A terceira fase faz parte, diariamente, da vida dos brasileiros. São as mídias sociais, que foram criadas para estabelecer um relacionamento on-line entre as pessoas. De acordo com o Instituto Brasileiro de Geografia e Estatística (IBGE), 94,2% dos brasileiros usam a internet para trocar mensagens e imagens com amigos, colegas de trabalho e familiares.

Ao chegar à quarta fase, é possível encontrar o que se chama de Internet das Coisas. Esse tipo de tecnologia é o que faz não só computadores e celulares terem acesso à internet, mas também outras máquinas. Como explica o presidente da Associação Brasileira de Internet das Coisas (Abinc), Flávio Maeda, essa tecnologia funciona quando um sistema de táxis, por exemplo, é adaptado para um formato de aplicativo que conecta motoristas e passageiros.

“No momento em que surge a Internet das Coisas e que começa a quarta onda da revolução da internet, todas as empresas têm que estar antenadas e têm que se preocupar com isso”, explica Maeda. Ele defende a importância das empresas da indústria brasileira se adequarem à tecnologia para não perderem clientes e terem papel de destaque na inovação.

Segundo Maeda, a internet das Coisas pode começar a funcionar já no corpo do ser humano. É possível colocar sensores de saúde que controlam o bem-estar, alertam quando o coração está prestes a desenvolver taquicardia ou ter um enfarte. Dessa forma, a pessoa pode ter as coordenadas do que deve ser feito para cuidar melhor da saúde e prevenir essas situações.

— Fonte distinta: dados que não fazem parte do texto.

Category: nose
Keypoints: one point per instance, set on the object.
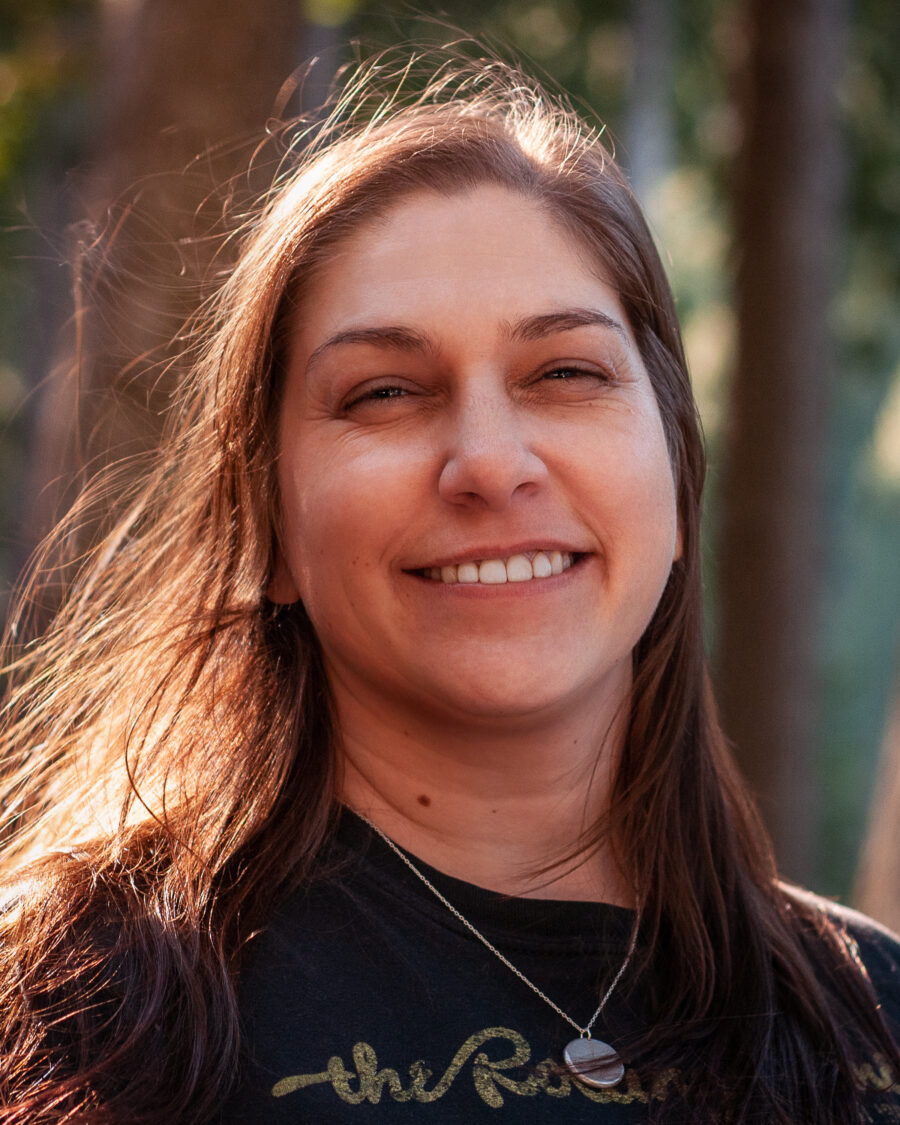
(488, 459)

As empresas que se adaptam a essa nova tecnologia podem estar um passo à frente de outras que se mantêm resistentes. É o caso de uma empresa da indústria farmacêutica nacional de grande porte, que, com o auxílio de um administrador de empresas na área de software, conseguiu melhorar os processos de produção. Ao adotar a internet das Coisas como ferramenta de trabalho, a empresa conseguiu aumentar em 20% a produção, reduziu em 8% os gastos com horas extras e não precisou comprar nenhuma máquina nova para isso.

A Confederação Nacional da Indústria (CNI) publicou o estudo “Indústria 4.0 e Digitalização da Economia”, que faz parte das propostas que foram entregues aos presidenciáveis, neste ano.

O estudo mostra que a Indústria 4.0 faz alusão a uma quarta revolução industrial, e que a inserção de novas tecnologias na indústria é necessária para o avanço pra produtividade e competitividade das empresas brasileiras.

“As tecnologias digitais têm o potencial de contribuir para a solução de grandes problemas nacionais. Então, se a gente pensar em atendimento à saúde, de eficiência energética e mobilidade urbana. Tudo isso pode ser melhorado. A prestação de serviço para a sociedade pode ser melhorada por meio de tecnologias digitais”, explica o gerente-executivo de Política Industrial da CNI, João Emílio.

Qualificação e preparo – Com a necessidade de preparar as empresas e inseri-las no contexto da Indústria 4.0, o Serviço Nacional de Aprendizagem Industrial (Senai), passou a oferecer consultorias por meio do programa Brasil Mais Produtivo (B+P). O programa já atendeu três mil empresas em todas as regiões do País.

Dados da Agência Brasileira de Desenvolvimento Industrial (ABDI) mostram que as empresas que participaram do programa, em 2017, alcançaram aumento de 52% de produtividade nas linhas de produção. O objetivo, nesta nova etapa, é atender 600 empresas entre 2018 e 2019.